Н.П.:Дело в том, что, когда мы говорим относительно опасений, ну да три лагеря, но это безоружные люди. И считать, что в случае наступления какого-то военного конфликта лагерный контингент представляет собой какую-то опасность – это мне кажется несерьезно потому, что даже поднятое восстание может быть легко подавлено превосходящей число этих офицеров силой ВОХР и войск НКВД. Мне кажется, что это надуманные объяснения, относительно того, что они могли представлять опасность. Но, заметим, что именно это надуманное объяснение встречается как намек в письме Берии, которое, собственно говоря, легло в основу решения Политбюро от 5 марта [1940 года]. Ведь в письме Берии действительно указывается не только на «неисправимый характер» этих людей, но на то, что они спят и видят, как бы вступить в борьбу с советской властью. То есть, как внутреннее объяснение — это есть, но как рационально-разумное мы понимаем, что это скорее ритуал в подготовке подобного документа.
Н.О.:Но там тоже в этом письме, если не ошибаюсь, речь шла о том, чтобы «разгрузить» лагеря. В принципе, чтобы освободить, скажем так, для других заключенных...
Н.П.:Но, отчасти, мы же можем сказать, что «разгрузить лагеря» - это бюрократический термин, который подразумевает, что у нас каждое место в лагере на учете и мы не можем бесконтрольно плодить лагеря потому, что мы тратим на это довольно много продовольственных ресурсов, что в общем является правдой. Но, с другой стороны, если Сталин в феврале-начале марта 40-го года, когда принимает это решение, не планирует воссоздание ни в каком виде ни польского государства, ни польской автономии, то зачем ему эти люди? Зачем ему это, что он рассматривает как балласт, как человеческий, в общем-то ненужный материал, который легче уничтожить, чем еще какие-то годы кормить. Так, что в каком-то смысле это очень палаческое, но, я бы сказал, преступно-рациональное решение.
Н.О.:А насколько, по Вашему мнению, советское руководство понимало исключительность своего решения, исключительность этого преступления, когда без суда и следствия тайно расстреливаются свыше 20 тысяч военнослужащих другого государства?

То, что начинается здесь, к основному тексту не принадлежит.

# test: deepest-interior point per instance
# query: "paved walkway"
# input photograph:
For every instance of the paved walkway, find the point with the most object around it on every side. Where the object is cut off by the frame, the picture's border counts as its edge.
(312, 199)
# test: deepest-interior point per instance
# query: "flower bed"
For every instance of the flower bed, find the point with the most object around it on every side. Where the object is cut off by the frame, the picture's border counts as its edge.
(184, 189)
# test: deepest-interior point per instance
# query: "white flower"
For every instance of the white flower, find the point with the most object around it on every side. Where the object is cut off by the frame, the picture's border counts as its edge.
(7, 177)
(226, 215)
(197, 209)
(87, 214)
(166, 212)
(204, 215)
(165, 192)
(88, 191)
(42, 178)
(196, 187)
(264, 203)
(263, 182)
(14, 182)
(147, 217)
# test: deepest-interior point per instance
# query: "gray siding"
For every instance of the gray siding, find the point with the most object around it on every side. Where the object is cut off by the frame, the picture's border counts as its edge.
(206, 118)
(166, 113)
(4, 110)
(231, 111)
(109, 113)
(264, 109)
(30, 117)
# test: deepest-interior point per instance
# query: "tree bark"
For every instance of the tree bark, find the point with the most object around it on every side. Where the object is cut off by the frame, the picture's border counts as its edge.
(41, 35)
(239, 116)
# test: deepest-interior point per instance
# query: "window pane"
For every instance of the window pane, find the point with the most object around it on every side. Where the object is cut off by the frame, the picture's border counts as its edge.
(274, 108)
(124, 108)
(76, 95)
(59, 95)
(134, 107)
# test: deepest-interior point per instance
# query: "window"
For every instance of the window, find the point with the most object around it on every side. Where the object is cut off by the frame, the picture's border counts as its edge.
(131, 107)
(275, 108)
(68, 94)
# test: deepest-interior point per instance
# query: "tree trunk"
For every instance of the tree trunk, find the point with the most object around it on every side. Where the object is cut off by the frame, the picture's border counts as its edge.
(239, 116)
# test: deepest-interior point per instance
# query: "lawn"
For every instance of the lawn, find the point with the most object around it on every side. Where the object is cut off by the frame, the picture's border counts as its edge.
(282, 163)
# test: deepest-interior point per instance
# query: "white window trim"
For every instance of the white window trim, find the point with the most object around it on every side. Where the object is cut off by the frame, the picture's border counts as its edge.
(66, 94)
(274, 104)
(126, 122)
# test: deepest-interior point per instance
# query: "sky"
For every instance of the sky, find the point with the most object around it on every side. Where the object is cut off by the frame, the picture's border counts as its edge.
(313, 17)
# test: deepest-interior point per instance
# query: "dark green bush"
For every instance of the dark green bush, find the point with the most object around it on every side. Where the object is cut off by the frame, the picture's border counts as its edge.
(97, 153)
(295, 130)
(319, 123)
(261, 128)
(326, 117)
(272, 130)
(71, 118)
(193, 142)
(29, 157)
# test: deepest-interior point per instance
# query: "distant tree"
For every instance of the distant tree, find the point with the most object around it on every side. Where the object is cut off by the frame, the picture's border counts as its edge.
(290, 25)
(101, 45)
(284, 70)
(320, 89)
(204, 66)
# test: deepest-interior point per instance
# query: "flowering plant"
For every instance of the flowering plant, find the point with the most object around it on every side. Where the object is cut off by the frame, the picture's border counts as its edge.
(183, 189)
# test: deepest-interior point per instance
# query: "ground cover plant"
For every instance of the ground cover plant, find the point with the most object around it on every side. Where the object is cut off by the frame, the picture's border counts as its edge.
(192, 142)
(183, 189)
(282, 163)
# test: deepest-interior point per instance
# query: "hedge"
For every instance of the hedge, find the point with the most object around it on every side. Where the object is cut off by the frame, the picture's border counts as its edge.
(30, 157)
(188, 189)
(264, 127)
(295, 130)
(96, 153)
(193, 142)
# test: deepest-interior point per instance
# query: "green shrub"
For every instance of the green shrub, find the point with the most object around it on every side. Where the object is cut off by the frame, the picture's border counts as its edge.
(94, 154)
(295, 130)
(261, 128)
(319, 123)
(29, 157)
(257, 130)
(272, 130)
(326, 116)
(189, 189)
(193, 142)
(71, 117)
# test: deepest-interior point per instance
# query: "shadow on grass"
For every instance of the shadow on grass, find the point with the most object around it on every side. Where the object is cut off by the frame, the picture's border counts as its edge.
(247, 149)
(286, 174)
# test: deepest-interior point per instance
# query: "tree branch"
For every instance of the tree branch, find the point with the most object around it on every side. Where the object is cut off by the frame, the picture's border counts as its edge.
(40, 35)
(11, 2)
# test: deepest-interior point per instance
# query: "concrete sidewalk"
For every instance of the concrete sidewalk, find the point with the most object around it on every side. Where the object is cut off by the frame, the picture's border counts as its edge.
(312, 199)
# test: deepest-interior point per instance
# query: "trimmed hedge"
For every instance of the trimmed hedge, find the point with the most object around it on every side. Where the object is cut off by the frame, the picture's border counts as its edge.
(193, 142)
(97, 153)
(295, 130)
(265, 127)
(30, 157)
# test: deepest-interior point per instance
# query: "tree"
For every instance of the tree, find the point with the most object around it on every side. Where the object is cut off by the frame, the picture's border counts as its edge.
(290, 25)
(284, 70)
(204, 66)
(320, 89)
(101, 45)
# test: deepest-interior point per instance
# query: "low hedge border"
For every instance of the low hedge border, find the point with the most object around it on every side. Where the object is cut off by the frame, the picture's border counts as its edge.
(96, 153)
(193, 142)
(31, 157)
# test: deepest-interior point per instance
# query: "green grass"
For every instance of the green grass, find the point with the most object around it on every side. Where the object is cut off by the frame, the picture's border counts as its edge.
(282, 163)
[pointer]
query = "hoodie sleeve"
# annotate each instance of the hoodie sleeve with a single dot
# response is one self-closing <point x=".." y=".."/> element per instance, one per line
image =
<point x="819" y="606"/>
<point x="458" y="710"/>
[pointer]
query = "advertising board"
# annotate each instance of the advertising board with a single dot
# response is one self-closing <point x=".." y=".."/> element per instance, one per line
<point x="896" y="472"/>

Н.П.Знаете, для советской системы, для Сталина персонально — это крупная репрессивная акция. Она выходит, отчасти, за рамки принятого, но она несильно выходит за рамки принятого потому, что точно также в 37-38 годах только уже не десятки, а сотни тысяч были убиты без всяких особых судебных формальностей. По протоколам комиссии НКВД и прокурора, по протоколам местных «троек» и даже просто по спискам, которые лично подписывал Сталин в, так называемом, массовом порядке тоже сотни людей были убиты. То есть, вообще без судебного и даже псевдовнесудебного решения, а просто по резолюции Сталина.
В конечном счете, если мы рассматриваем историю 40-года — это абсолютно его почерк. Это почерк человека, который, на самом деле, с лёгкостью нарушает конституционные нормы собственной страны.